イジワル御曹司のギャップに参ってます!
「なんだ、あなたたち。当たりがついていたのなら先に言ってください。無駄にパーク中を歩き回ってしまったじゃありませんか」

氷川が額を抑えて頭痛を押し殺すように突っ伏した。
ケラケラと笑いながら市ヶ谷くんが氷川の肩を叩く。

「せっかく来たんですから、もっと楽しみましょうよ! 急がば回れっていうじゃないですか!」

「君は随分と楽しそうですね……大好きな『朱石先輩』とデートできて満足ですか?」

「はい! もちろん! ……できれば、二人きりで来たかったですけど」

「……君は素直な子だ」

二人の会話を聞きながら、なんとも言えない居心地の悪さに襲われて、私は黙り込んだ。

ジョークだとしてもそんな風に言われるのは気恥ずかしい。
まったく、市ヶ谷くんは調子が良すぎて時々困ってしまう。

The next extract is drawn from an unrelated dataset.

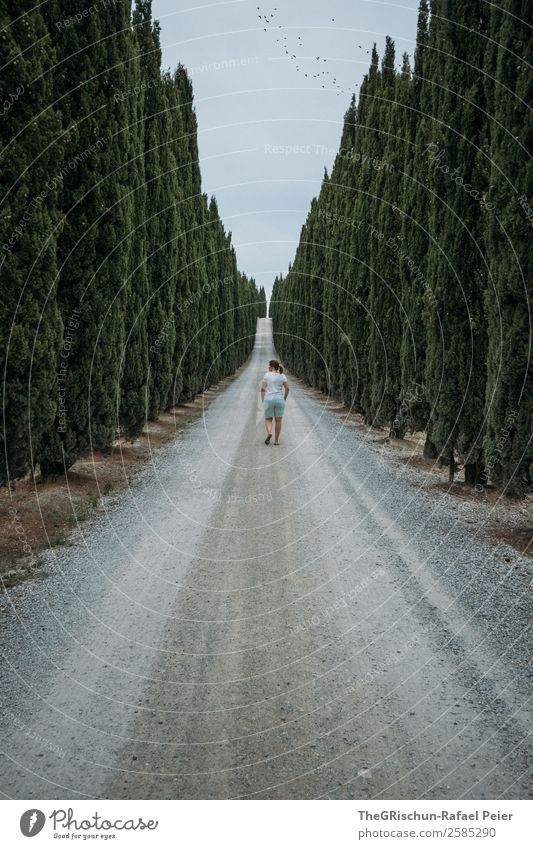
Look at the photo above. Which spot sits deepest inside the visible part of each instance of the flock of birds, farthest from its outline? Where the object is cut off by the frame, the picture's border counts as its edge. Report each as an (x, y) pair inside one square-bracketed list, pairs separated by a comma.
[(301, 62)]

先輩をそんな風にからかうなんて……
無駄にジュースを啜りながら、強引に話題を戻してごまかした。

「じゃあ、休憩が済んだら、そのお城とジェットコースターを見学しに行くってことで。みんなOK?」

「OKです!」
「わかりました」
「はい」

全員の了承を得て、そして話題が逸れたことに安堵して、私は残りのジュースを一気に飲み干した。